Table/Page Classification in a PDF document

sumitd · February 5, 2024, 7:24pm

I am trying to extract 3 financial tables from annual financial reports (PDF) using the “FinancialStatements” ML model provided by UiPath (Document Understanding - Financial Statements - ML Package).

Data is mostly available in a tabular format, but the location of the table in the PDF is not fixed (could be on page 20 vs. page 230).

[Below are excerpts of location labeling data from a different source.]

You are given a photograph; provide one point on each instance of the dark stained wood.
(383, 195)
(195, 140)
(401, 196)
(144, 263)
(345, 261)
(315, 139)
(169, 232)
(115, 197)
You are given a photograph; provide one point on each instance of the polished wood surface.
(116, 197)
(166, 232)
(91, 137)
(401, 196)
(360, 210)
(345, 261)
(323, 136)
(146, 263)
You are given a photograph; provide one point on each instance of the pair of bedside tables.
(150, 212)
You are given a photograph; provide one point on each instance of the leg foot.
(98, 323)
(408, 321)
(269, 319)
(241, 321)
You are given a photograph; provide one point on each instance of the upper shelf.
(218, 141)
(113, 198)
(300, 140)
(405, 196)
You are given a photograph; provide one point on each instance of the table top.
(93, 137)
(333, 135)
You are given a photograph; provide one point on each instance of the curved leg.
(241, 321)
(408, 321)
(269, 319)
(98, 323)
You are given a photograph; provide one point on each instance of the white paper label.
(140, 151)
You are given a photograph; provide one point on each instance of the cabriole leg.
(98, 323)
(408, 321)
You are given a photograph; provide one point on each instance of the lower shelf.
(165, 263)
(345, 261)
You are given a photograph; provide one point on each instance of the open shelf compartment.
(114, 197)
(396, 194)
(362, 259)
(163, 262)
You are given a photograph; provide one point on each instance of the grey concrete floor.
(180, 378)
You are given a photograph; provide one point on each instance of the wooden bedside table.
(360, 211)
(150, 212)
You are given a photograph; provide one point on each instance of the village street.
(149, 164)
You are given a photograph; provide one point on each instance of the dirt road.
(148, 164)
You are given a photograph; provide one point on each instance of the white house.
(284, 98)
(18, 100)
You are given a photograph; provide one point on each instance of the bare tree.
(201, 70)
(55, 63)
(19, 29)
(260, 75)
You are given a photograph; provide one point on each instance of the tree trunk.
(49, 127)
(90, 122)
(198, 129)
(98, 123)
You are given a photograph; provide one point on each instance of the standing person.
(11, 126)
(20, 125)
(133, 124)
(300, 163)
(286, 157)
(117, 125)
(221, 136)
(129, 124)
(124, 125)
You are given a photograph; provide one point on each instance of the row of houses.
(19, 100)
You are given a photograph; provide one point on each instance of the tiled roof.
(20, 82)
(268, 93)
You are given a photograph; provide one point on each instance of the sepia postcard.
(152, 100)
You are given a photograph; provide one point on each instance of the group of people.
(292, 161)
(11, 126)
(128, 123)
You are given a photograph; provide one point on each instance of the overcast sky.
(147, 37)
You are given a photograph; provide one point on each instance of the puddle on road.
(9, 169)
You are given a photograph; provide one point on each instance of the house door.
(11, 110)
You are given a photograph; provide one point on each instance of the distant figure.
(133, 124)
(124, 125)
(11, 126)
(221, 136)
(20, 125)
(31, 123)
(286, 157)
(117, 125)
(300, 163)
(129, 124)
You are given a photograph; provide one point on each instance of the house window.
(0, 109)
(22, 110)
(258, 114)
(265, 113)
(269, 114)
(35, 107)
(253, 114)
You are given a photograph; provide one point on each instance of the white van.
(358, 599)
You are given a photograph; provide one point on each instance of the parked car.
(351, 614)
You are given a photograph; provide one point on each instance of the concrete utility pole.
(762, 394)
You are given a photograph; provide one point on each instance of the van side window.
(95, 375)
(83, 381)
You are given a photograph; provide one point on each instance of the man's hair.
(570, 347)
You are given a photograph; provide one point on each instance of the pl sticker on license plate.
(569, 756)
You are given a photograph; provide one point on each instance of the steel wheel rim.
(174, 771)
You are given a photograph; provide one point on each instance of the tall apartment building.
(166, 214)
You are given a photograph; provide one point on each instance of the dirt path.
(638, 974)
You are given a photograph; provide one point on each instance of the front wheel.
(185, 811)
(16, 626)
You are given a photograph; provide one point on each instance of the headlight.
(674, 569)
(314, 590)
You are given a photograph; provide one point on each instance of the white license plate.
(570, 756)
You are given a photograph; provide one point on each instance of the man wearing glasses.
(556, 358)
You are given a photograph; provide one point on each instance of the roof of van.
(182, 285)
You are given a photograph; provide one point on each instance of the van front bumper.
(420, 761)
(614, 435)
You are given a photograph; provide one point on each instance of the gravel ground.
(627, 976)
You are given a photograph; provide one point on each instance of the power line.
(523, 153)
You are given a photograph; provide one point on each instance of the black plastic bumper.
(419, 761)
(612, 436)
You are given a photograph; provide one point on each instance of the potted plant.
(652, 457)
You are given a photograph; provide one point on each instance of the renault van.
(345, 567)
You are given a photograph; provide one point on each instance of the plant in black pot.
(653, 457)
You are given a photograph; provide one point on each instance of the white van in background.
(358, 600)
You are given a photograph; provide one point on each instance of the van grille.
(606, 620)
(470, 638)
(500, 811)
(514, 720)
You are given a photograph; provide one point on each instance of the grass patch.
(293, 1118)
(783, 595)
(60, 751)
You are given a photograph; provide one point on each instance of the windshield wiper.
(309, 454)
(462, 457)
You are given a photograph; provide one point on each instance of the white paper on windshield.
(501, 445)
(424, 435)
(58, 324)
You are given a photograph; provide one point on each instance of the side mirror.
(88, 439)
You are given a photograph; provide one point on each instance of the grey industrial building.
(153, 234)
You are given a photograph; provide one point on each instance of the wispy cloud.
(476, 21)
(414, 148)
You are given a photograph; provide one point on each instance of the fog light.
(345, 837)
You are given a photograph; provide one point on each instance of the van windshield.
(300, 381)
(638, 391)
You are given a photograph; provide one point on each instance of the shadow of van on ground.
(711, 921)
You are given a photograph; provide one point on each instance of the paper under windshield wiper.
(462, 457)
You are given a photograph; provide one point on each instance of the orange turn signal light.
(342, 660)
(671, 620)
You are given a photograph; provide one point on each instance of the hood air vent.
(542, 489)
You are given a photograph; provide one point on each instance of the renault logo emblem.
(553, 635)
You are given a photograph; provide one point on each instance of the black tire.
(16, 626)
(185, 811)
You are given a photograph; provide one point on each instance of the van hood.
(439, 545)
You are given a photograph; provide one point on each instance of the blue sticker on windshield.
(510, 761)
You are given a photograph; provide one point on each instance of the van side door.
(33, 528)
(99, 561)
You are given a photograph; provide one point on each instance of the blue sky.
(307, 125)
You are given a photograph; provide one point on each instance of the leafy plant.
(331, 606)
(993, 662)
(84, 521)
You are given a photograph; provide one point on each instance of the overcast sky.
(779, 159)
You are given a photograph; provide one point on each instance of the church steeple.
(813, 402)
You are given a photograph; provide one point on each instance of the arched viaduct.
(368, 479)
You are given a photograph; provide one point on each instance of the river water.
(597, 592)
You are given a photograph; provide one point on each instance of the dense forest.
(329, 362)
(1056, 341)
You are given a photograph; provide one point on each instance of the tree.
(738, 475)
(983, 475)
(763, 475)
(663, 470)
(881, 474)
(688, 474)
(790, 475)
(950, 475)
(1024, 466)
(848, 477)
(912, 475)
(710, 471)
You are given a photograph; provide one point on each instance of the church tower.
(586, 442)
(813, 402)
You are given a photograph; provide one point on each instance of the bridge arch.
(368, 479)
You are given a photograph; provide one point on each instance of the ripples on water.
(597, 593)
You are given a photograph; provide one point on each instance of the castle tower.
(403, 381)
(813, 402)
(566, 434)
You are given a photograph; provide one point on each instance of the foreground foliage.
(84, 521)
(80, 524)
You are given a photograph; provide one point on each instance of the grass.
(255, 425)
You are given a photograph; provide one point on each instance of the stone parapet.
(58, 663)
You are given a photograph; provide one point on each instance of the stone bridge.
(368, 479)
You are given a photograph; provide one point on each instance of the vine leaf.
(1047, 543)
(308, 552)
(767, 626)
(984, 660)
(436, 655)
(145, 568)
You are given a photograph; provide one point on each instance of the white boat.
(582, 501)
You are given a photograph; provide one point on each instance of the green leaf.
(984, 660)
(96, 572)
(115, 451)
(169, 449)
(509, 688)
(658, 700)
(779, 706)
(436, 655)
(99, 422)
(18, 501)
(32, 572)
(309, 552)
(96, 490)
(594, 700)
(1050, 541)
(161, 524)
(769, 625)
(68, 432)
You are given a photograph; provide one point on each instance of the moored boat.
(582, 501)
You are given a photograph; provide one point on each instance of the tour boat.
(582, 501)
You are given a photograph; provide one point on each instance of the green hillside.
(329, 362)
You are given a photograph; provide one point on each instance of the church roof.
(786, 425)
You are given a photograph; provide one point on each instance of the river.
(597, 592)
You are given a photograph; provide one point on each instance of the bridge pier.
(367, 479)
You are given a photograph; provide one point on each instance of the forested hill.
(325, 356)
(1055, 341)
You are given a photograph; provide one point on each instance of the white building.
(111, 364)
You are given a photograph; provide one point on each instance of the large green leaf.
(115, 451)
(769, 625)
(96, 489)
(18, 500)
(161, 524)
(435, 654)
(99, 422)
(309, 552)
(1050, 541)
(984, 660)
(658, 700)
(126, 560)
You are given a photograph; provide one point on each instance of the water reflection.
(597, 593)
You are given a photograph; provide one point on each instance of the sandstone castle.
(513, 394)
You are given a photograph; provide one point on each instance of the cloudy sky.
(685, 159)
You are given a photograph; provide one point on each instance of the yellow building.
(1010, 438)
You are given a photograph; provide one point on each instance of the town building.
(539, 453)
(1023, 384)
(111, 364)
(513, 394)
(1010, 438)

This is what I am currently facing:

I tried Intelligent Classifier as well as manual keyword classifier to classify the and obtain the 3 tables I am wanting in the ~300 page financial report.
When I present the full 300 page financial statement, the process is unable to classify the correct page and therefore data extraction fails.
If I present just the correct page (manually extract the page from the PDF) to the Classifier and the ML model, every thing works as expected and correct data is extracted.

Have you faced this issue? How did you get around it?
I am trying to understand the best approach to handle this type of an extraction from a ~300 page PDF.

Thank you!

Anil_G · February 5, 2024, 8:03pm

@sumitd

Extract the data separatley and then try to combine

The problem would be not the pages but the size of it…there are limitations on sizes

Cheers

jose.ordonez1 · February 5, 2024, 8:23pm

Hi Sumit,

You need to train the ML extractor. For more information check the following link

Hope helps you!

sumitd · February 5, 2024, 8:27pm

Thanks @Anil_G - could you explain your solution a bit more?

sumitd · February 5, 2024, 8:29pm

Thanks @jose.ordonez1 - the ML extractor is doing its job as extracted. Data is correctly extracted when only the correct pages are presented.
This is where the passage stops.